Every time a storm hits near Cape Coral, it threatens to flood the canal and cause serious problems.
Canals can flood if a storm hits north of Cape Coral. In that case, it is essential to prepare your home and yourself.
No matter where you live, it’s important to assess your situation and determine what’s safest for you and your loved ones.
The Wink News spoke with Cape Coral Fire Chief Ryan Lamb, who said the city would take precautionary measures if the hurricane made landfall.
He encourages residents to take some time to not only plan, but to assess their personal risks.
“If something like this happens, the city will take steps like removing the grate and lowering the wires to allow the water to drain faster. It’s about intensity, so when you have a lot of it in a short time, you see a lot of that flooding, but if it rains a lot, it’s raining all day, it’s not that bad. We’re going to take action here as a city to get our roads and systems ready so we can get as much water out as quickly as possible,” Lam said.
Whether this is your first hurricane or you’ve lived in the area for a while, it’s important to exercise caution and plan.
Southwestern Florida folks are looking for all sorts of things to prepare for the storm this weekend: water, batteries, non-perishable food, and more.

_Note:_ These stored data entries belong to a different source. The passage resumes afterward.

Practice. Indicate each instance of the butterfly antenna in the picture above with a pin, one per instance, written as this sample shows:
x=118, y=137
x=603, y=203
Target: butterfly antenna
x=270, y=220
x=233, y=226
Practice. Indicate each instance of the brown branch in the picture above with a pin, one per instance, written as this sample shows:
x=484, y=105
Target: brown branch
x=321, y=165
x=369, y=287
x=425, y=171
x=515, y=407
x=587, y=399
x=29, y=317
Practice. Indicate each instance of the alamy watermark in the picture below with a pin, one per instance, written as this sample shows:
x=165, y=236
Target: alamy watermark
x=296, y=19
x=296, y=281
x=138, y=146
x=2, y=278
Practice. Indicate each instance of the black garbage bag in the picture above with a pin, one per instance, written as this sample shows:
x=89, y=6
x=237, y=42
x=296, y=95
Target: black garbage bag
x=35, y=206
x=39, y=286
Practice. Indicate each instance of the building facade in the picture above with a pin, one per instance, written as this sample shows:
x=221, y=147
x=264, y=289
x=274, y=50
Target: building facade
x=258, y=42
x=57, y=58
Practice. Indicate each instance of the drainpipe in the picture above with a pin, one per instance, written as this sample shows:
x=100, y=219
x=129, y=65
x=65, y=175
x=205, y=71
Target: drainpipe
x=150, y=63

WINK News visited Target, Publix and Walmart stores to talk to people about how prepared they are when a hurricane hits.
Some say they are not ready, while others feel they are as ready as they can be.
“It’s the water, not the wind. If you’re in the lowlands, you better get out because Irma was there. I was in a two-story condo and the water came up. The storm surge was in our laps.” We went up to the top and almost flooded the cars in the carport.
For many people unfamiliar with the area, this will be their first hurricane, but everyone WINK News has spoken to hopes the storm will pass.